La France a innové en la matière avec la signature en juillet d’une charte commune entre les ayants droit et les fournisseurs d’accès à Internet (FAI). Une initiative majeure pour les majors du disque qui ont enfin été entendues dans leur combat pour responsabiliser les FAI. Grâce à ce texte, les ayants droit vont pouvoir avertir les internautes qui téléchargent les fichiers illégaux avant d’intenter une action en justice. Un coup de semonce qui devrait permettre de faire revenir la plupart des internautes dans le droit chemin sans en passer par les tribunaux. De leurs côtés les professionnels du disque se sont engagés en faveur d’un développement des offres légales, en proposant rapidement un maximum d’œuvres numérisées.

Là encore l’industrie avance en plein brouillard.
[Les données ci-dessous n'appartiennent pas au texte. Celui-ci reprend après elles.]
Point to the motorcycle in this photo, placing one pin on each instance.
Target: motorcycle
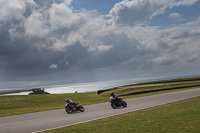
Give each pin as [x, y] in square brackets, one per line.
[117, 102]
[74, 107]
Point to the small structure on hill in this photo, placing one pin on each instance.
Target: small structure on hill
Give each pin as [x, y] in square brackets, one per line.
[38, 91]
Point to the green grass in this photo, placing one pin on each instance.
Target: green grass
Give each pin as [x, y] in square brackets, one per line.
[13, 105]
[179, 117]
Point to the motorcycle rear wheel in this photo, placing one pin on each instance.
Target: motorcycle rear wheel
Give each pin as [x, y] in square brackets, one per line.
[68, 110]
[81, 108]
[124, 104]
[113, 105]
La profusion des chansons disponibles sur les réseaux P2P semble indépassable pour les offres légales. Ainsi iTunes malgré son million de références en magasin est très loin du compte face à Morpheus ou Kazaa. Et si iTunes peut faire valoir la qualité des fichiers et la garantie de service, c’est bien pour masquer le peu de choix offert aux internautes. Le chemin reste long donc avant de voir le piratage des œuvres descendre à un niveau acceptable pour les industriels de la culture comme pour les artistes.

Le prochain grand rendez-vous devrait avoir lieu à la rentrée lorsqu’il s’agira de voter la loi sur les droits d’auteurs et droits voisins dans la société de l’information. Un texte fondamental qui sera l’occasion pour l’Adami et quelques députés de prendre le problème à l’envers en demandant la légalisation du P2P, via l’instauration d’un mécanisme de licence légale comme il existe déjà en radio. De quoi fait monter d’un cran la tension autour d’un dossier déjà très passionnel.